President of Campion College Dr Paul Morrissey said Dr Scruton was a “lovely man” with a great understanding of tradition “in the best sense and importance of beauty and art and the good”. “He also championed the importance and dignity of family and small communities,” he said.

“It’s a cliché but also true in his case, he was really a gentleman and a scholar.”

He was also very courageous, going behind the Iron Curtain during the 1970s to teach philosophy in Czechoslovakia, he said.

The archdiocesan Faith, Family and Outreach team leader Stephen Buhagiar said it was a “sad day as one of the world’s great minds and contemporary advocate for the ‘way of beauty’ passes on”. Dr Scruton was popularly known for his acclaimed BBC presentation ‘Why Beauty Matters’ which Mr Buhagiar said is a contemporary explication of the Russian novelist Dostoesvsky’s famous quote ‘Beauty will save the world”.

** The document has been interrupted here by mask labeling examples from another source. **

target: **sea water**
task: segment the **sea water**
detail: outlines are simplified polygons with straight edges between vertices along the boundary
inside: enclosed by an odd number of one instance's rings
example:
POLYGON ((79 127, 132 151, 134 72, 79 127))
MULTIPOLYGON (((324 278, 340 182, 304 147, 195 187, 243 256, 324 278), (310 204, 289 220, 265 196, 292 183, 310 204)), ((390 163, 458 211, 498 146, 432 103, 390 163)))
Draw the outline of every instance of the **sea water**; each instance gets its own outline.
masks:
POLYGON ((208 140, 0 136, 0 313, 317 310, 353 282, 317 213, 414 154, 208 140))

Dr Scruton visited Campion in 2014 and gave several lectures on the important role of universities in preserving culture. At the time he said that the most important thing about culture and religion is that it is “an act of consecration: it takes up things of this world and shines its light upon them, and hands them back transfigured”.

The pursuit of the sacred and the beautiful go hand-in-hand, serving as “windows on to the transcendental” which give meaning to life, Dr Scruton said.

In December, he wrote that, “Coming close to death you begin to know what life means, and what it means is gratitude”.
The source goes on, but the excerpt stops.